Lessons are taught using a variety of strategies. At this age, hands-on activities are the most motivating and successful. As skills become stronger I move to more abstract ideas and representations. To help all types of learners (kinesthetic, auditory, and visual) lessons are presented in various formats. A SmartBoard, which is an interactive white board, connected to a computer that students can manipulate and use, is used in most lessons, and has been a great motivator for the students. It is extremely visual, and it’s easy to show real connections daily. If we’re discussing a topic, I can quickly go to the internet and show how it relates to them. For example, we were learning about the life cycle of a butterfly, and I was able to go to a website that illustrated the stages. They love to come up and interact with the SmartBoard and while using it they show their understanding of the concept. We also sing, chant, and march different skills and concepts.

Math (we recently adopted Singapore Math) is taught after lunch, since it is a very hands-on type of activity. I follow math with language arts, which includes reading, writing, phonics, and grammar. Skills are taught to the entire class for about 15 minutes. The students then break into groups (both homogenous and heterogeneous) that rotate through four centers: computers, independent activity related to our topic, Mrs. Orr (my aide) to practice reading skills, and reading with me. It is at this time I am able to differentiate my lessons to meet the needs of the students. When students are in my group I base my guided reading lesson on their reading level. I may begin with some phonic review for the struggling readers, while my more fluent readers may be working in literature circles. These groups are fluid and change often during the year depending on the focus of my lesson. If we are working with fluency, I’ll make sure each group has a variety of different levels of readers so they can all hear fluency. Other times I may group by ability so that a focus on development of a particular reading skill can be reinforced.

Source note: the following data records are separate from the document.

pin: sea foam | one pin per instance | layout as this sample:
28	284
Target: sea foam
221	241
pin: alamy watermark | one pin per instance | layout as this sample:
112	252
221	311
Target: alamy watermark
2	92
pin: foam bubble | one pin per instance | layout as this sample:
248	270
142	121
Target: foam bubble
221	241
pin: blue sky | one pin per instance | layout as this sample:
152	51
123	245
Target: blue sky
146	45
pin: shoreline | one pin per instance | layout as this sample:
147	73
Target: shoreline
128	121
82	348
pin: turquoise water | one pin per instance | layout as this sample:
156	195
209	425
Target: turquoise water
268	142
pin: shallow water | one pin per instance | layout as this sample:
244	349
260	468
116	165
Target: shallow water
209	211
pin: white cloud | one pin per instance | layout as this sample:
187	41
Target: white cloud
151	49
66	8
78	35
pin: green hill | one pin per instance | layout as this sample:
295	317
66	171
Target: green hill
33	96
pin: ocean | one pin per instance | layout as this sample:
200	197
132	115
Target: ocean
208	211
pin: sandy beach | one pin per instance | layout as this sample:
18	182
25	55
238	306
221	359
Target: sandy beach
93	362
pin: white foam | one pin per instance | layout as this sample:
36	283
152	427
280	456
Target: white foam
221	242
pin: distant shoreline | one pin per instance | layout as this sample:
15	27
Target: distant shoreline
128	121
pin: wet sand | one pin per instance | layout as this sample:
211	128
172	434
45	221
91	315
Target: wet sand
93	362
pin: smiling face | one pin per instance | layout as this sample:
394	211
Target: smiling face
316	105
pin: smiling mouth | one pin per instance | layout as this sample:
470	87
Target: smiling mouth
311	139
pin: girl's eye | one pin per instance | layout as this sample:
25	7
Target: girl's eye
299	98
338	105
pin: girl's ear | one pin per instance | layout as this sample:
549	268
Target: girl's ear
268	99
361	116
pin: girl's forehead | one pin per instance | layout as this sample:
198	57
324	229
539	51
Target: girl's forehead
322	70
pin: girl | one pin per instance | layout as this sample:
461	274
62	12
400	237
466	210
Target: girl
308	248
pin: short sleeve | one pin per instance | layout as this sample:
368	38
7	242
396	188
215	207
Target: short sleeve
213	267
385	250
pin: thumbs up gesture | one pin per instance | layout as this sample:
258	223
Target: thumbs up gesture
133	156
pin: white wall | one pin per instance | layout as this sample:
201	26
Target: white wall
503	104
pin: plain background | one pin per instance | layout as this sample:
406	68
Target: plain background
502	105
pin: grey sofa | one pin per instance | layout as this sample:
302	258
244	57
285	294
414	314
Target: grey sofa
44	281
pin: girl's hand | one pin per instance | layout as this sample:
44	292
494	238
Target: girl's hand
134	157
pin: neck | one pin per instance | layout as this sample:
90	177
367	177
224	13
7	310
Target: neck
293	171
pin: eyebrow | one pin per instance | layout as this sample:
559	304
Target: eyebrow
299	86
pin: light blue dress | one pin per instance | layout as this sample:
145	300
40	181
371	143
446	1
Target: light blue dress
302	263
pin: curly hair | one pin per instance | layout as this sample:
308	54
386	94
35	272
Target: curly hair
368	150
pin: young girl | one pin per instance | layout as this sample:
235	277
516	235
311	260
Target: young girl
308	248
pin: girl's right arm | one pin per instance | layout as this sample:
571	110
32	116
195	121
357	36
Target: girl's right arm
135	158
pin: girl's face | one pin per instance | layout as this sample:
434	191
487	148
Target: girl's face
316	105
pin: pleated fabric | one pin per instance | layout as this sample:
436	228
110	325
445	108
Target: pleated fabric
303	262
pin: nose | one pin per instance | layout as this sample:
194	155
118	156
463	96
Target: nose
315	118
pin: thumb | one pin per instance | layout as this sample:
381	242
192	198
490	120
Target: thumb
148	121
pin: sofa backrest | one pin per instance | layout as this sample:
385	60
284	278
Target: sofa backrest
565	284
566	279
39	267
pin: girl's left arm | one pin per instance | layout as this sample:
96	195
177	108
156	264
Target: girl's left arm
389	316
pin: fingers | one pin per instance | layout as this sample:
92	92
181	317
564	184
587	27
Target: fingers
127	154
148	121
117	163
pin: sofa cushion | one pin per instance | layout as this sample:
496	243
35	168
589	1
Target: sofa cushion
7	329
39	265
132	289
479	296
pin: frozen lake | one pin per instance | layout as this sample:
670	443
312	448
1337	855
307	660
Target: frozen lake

Literacy instruction is based on the California State Standards. The adopted textbooks are used for the basis of our instruction. Teachers at all grade levels improve on the adopted curriculum by adding appropriate and challenging instruction using supplementary materials such as novels or games.

Students are also given the opportunity to have “Public Speaking” weekly. Each child is encouraged to bring something from home to share. They work on their ability to speak in front of a group, and following their short presentation, ask for questions or comments. Different groups of students have different days to share each week.

At the end of the day we often wind down by having our prayer table. Students sit on the ground around a small table that has a candle, cross, and chime on it. Once the candle is lit, the chime is rung and students prepare for prayer. They are each given the chance to orally pray for someone, thank God for something, or if they choose, let us know they have a special thought in their head. Following this opportunity, we all say the classroom prayer that was written at the beginning of the year. It is a beautiful way to add peace and end the day.

Dear Glorious God,

Thank you for our fantastic families, caring friends, and wonderful teachers. We love the playful pets that make us happy. Thank you for our beautiful lives and safe homes that we live in. Please help those who need you here on Earth and keep people who are with you safe in your love and arms. Please help us be nice and care for each other and all that you have made.